In the past 30 years Hanzlová has depicted, series after series, image after image, portraits of a world in which subjects exist in a non-hierarchical composition: people, nature, animals, architecture exist in a unity of sense, and yet, in all their specificity and contradicting moments.
“A single pear tree does not make a forest – or does it?”, asks Urs Stahel: can a single portrait, a single landscape, be telling signs of wholeness?
In each of her series, Hanzlová composes her vision in sequences, rising a self-evident constellation of relations that draw the structures of existence: the exhibition Architectures of Life allows them to be, once again, evident in a new composition that collects images from a variety of series spanning through the years.

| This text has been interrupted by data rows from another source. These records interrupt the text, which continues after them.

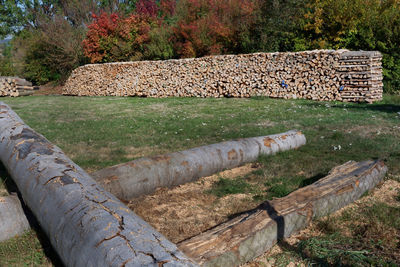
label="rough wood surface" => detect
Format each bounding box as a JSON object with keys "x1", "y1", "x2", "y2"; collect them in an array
[
  {"x1": 0, "y1": 76, "x2": 34, "y2": 97},
  {"x1": 0, "y1": 102, "x2": 196, "y2": 267},
  {"x1": 178, "y1": 161, "x2": 387, "y2": 266},
  {"x1": 63, "y1": 50, "x2": 383, "y2": 102},
  {"x1": 91, "y1": 130, "x2": 306, "y2": 200},
  {"x1": 0, "y1": 195, "x2": 30, "y2": 242}
]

Her portraits since the early ‘90s touch upon silent images of places, things, homes, their inhabitants, as in Rokytnik (1990 — 1994), Bewohner (1990 — 1994), Tonga (1993), Hier (1998,
2005 — 2010), Brixton (2002), Cotton Rose (2004 — 2006), where human, nature, urban, animals merge into landscapes with unique characters, colors, lives, connections and contradictions, one is invited to imagine.
In series as Forest (2000 — 2005), Vanitas (2008 — 2012), Horse(2007 — 2014), also present in the show, Hanzlová’s approach to the “deep unconscious of Nature”, as Urs Stahel defines it in her latest publication Silences (2019), expresses nothing less than the same curiosity that she reserves to the human-made: in her existential searching, beyond trends, for “the quintessence of life, for things that endure”.
The latest series WATER (2013 — 2019) expands the transversal approach of the latest thirty years and is dedicated to a pervasive element onto which our existence is based: water, in its various states and faces without own shape.
Hanzlová’s photographs materialize as appearances, phenomena: a line of research that has developed over the decades coincidentally and consistently in the unconscious, and yet single images are now connected in new relations to one another.
Architectures that imprint our lives belong to the realm of nature, which cannot be understood as the exact opposite of what is human: it is simply a condition to our being, a part of us, an irreplaceable one. Hanzlová invites us to look quietly and repeatedly. Her images, then, not only transcend a hierarchy of subjects, but also suggest an original and essential order of existence.
For this solo show, she newly breaks away from the borders of her series, which are treasured as bodies of work in her well-known publications.
She sees beyond them. The architectures underlining life are organic and inorganic, contradictory and complementary, and yet self‑evident, to those who observe.
Hanzlová has dedicated her decades-long practice to the act of seeing, in all its possible meanings – she sees, she is seen, she invites us to see, she seeks manifestations that are fragments of our living and which, through her own eyes, might tell us about the wholeness we belong to.